Саня тут же вытолкнул морковку языком, завертел головой, закряхтел и опять начал поднимать ноги.
— Сейчас, сейчас… Вот она, новая эра!
— Вы его на семена оставьте, раз он кричит, — посоветовала Света.
— Как это — на семена?
— Как! Посадите в грядку, и пусть другие ребятишки растут.
— Ах, вот как! Ну, об этом ты с тетей Томой и дядей Леней толкуй — они хозяева. А ну, пельмень, держи. — Антон как воронку воткнул в Санины губы соску с широким раструбом и стал ложкой наливать в нее молоко. Соска задергалась, и молоко пошло на убыль.
С улицы донесся женский крик:
— Све-етка-а!.. Куда тебя холера унесла с ключом, телка ты этакая?..
— Ой, меня! — встрепенулась Света и, ухвативши ключ, как всегда болтавшийся на шее, побежала. Ей, видно, влетало дома — не раз она появлялась у Зориных заплаканной, но никогда не жаловалась.
Тома пришла, когда Антон кончал кормление. Запыхавшаяся и раскрасневшаяся, она благодарно чмокнула его в щеку, взяла Саню к себе и стала торопливо рассказывать, что досыта наболталась по-испански и вообще проветрилась мировецки.

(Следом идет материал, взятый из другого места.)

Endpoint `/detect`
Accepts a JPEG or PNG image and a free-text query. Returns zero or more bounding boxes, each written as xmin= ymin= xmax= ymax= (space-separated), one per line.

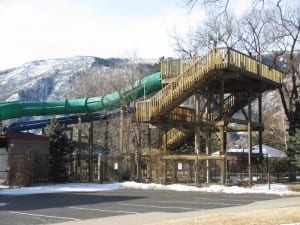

Смущенный Антон выдернул с полки книгу и с незаконченным письмом отправился на штабель. Тянул ветерок. Мошки не было. Да и без ветерка, в свои самые разбойничьи часы мошка мало промышляла во дворе Зориных — что-то ей тут не нравилось.
Антон перечитал написанное и задумался… Надо еще о Томе напомнить, что она здорово знает испанский язык и что даже он, Антон, выучил уже десятка два фраз… И еще бы что-нибудь про Тому… Но что?.. Трудно!.. Тогда про Гошку, про друга, которого все считают вором, а он не вор. Хотя стоп, нужно ли пугать родителей этой дружбой?.. Ничего. Если осторожничать, то вообще не о чем будет писать… Конечно, хорошо бы вскользь упомянуть и о «Птериксе», но это наверняка так переполошит мать, что она завтра же прилетит сюда и — прощай вертик! Уж лучше после полета…
В бревне трудился какой-то червяк. Он так вгрызался в древесину и так скрежетал зубами или чем-то там еще, что Антон несколько раз пересаживался, опасаясь, как бы червяк его не цапнул. Но звук отдавался во всем бревне, загробный, мерзкий звук.
В соседнем дворе громко негодовала старуха:
— Ну куда, куда вы, чичимозы, лезете?.. Я вас сейчас так разгоню, что вы всех чертей опередите… Генка! Куда, холерный, тянешься? В кадку хочешь нырнуть?.. Любка, почему не обула Генку?
— Не в чего, — пропищало в ответ.
— А в тапочки?
— Один потерялся.
— Ботинки возьми.
— И ботинка одного нету.
— Ах ты, змея! Не может обуть ребенка!.. Обуй один тапочек, один ботинок!
Иногда Антон ловил себя на том, что воспринимает не смысл речи, а ее звуки, словно люди были какими-то музыкальными инструментами.
Пора было закругляться, и так письмо вышло фантастически длинное — почти три листа. Вот только надо еще похвастаться, что видел, конечно, и саму ГЭС и Падунские Пороги, которые уже затопило, так что Антон Зорин был, может, последним человеком, кто их вообще видел. И конец! Хотя о здоровье-то! Об этом, кажется, положено писать в начале, но все равно. Здоровье великолепное. Аппетит у всех зверский и богатырский мертвецкий сон. О простуде, разумеется, ни слова. Ну и ¡Patna о Muerte! ¡Venceremos!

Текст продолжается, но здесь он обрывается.